Margarete Pelzfuß schnupperte misstrauisch, als sie ihren Briefkasten öffnete. Zwischen zwei Standardbriefumschlägen klemmte ein gelbliches Kuvert und verströmte einen ihr entfernt bekannten Duft. Sie zog es mit spitzen Fingern heraus und ließ die beiden anderen unbeachtet liegen. Eine prächtig bunte Briefmarke klebte schief in der oberen Ecke und ein Poststempel mit Wellenmuster verdeckte einen Großteil der Adresse. Margarete schnupperte erneut und eine Mischung aus Orangenschalen, Waldpilzen und muffigem Handtuch kitzelte ihre Nase.

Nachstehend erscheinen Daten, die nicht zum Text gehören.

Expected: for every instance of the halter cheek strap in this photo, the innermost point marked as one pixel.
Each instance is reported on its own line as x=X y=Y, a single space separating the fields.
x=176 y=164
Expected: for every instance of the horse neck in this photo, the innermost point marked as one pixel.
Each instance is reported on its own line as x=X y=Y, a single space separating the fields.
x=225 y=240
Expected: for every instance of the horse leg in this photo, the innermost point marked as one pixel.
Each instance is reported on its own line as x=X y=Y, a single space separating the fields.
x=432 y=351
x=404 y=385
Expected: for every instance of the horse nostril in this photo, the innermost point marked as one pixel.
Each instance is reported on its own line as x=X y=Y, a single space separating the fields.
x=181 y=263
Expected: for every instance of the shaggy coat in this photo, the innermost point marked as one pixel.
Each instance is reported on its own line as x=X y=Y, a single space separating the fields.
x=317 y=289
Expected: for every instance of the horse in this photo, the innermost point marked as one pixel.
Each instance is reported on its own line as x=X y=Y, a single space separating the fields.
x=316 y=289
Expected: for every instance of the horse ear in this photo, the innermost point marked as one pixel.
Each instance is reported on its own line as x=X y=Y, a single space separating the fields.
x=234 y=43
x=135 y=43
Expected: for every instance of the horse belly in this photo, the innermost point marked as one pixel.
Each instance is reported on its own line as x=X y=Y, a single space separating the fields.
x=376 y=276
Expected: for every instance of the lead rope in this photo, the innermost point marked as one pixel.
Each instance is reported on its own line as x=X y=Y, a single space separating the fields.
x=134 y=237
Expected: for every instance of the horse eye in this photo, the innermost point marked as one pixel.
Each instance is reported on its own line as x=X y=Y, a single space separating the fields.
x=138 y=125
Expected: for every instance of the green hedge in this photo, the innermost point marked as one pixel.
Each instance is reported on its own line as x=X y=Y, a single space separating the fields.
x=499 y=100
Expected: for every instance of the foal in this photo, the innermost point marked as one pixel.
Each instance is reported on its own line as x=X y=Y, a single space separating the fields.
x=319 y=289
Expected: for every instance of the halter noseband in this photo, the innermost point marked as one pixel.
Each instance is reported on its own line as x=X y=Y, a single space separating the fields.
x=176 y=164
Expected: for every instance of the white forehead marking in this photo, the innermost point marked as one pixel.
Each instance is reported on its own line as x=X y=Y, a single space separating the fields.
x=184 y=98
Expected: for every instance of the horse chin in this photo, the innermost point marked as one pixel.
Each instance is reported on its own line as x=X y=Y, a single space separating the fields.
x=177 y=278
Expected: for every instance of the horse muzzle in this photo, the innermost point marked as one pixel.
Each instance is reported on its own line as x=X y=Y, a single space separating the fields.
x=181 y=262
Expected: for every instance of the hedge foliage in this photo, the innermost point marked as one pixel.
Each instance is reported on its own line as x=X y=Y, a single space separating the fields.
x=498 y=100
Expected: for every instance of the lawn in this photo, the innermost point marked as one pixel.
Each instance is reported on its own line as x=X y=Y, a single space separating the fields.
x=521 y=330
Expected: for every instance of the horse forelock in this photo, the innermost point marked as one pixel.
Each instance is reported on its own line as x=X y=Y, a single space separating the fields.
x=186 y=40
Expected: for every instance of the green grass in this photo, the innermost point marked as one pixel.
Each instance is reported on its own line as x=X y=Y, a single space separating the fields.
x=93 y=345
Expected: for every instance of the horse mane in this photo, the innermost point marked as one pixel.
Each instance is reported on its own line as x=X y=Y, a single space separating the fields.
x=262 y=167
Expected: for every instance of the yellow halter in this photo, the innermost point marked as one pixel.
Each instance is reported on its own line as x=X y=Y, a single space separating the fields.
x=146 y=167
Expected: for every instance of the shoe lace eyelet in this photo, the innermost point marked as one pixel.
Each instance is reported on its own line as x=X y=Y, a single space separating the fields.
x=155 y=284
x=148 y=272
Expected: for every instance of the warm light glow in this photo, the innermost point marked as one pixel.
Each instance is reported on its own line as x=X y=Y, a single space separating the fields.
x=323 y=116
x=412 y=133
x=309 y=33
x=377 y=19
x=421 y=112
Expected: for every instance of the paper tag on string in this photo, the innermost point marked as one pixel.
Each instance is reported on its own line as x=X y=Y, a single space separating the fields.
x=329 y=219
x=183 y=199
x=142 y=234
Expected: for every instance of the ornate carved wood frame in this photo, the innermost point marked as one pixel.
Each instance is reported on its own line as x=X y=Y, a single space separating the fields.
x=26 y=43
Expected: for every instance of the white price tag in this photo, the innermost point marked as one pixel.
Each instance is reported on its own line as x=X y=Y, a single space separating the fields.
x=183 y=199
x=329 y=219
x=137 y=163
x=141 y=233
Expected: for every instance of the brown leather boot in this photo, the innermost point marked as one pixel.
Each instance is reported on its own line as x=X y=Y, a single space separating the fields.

Der Brief war zweifellos von ihrem Vetter Knut. Was konnte der bloß wollen? Sie hatte nichts mehr von Knut gehört, seit er vor zwanzig Jahren nach Borneo gereist war, um – wie er sagte – mit der Natur in Einklang zu leben.
„Was soll das heißen in Einklang mit der Natur?“, hatte Tante Annemarie, Knuts Mutter, damals ins Telefon gebrüllt, „Soziale Sodomie will er betreiben, der alte Schwerenöter. Ich kenne ihn doch. Was habe ich nur verbrochen, um diesen Schweinehund als Sohn zu haben? Sag es mir, Mahgräd, sag es mir! Warum nur bist du nicht mein Kind? Was habe ich nur verbrochen?“
Andere junge Frauen hätten sich vielleicht geschmeichelt gefühlt, doch Margarete Pelzfuß war die überbordende Liebe ihrer Tante immer unangenehm gewesen, zumal sie fest verbunden zu sein schien mit einem zersetzenden Hass gegen ihren Sohn und alles, was er sagte oder tat.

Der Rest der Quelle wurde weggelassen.